Using data from 122 U.S.-based COVID-19 clinical trials (176,654 participants), the researchers found that estimated representation in prevention and treatment trials versus the U.S. population with COVID-19 was 48.9 and 44.6 percent versus 52.4 percent for female participants; 23.0 and 36.6 percent versus 17.7 percent for Hispanic or

Latino participants; 7.2 and 16.5 percent versus 14.1 percent for Black female participants; 3.8 and 4.6 percent versus 3.7 percent for Asian participants; 0.2 and 0.9 percent versus 0.2 percent for Native Hawaiian or Other Pacific Islander participants; and 1.3 and 1.4 percent versus 1.1 percent for American Indian or Alaska Native participants.

Female participants were underrepresented in treatment trials (85.1 percent of expected).

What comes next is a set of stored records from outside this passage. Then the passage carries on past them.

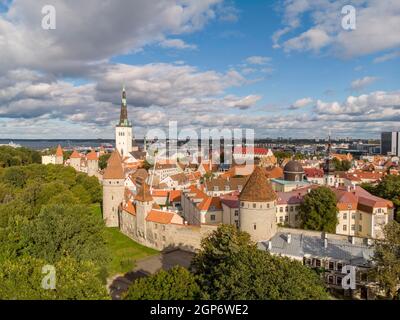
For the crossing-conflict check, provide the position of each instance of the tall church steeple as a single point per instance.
(123, 131)
(123, 119)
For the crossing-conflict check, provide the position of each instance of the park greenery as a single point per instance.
(318, 211)
(230, 267)
(175, 284)
(10, 156)
(45, 218)
(388, 188)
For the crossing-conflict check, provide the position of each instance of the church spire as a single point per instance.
(123, 119)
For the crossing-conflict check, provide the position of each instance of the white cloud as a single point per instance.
(177, 44)
(375, 25)
(301, 103)
(387, 57)
(360, 84)
(258, 60)
(313, 39)
(88, 33)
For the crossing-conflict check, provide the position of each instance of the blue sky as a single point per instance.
(282, 68)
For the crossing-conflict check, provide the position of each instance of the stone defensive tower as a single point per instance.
(257, 213)
(113, 189)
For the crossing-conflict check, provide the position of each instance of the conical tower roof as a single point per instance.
(59, 152)
(75, 155)
(92, 155)
(114, 168)
(257, 188)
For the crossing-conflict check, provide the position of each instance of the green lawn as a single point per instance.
(124, 251)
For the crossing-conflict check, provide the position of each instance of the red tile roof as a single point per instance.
(75, 155)
(114, 168)
(158, 216)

Black participants (53.7 percent expected) and Asian participants (64.4 percent expected) were underrepresented in prevention trials compared with expected rates in the COVID-19 reference population. Hispanic or Latino participants were overrepresented in treatment trials (206.8 percent of expected).

“Strategies to better ensure diverse representation in COVID-19 studies are needed, especially for prevention trials,” the authors write.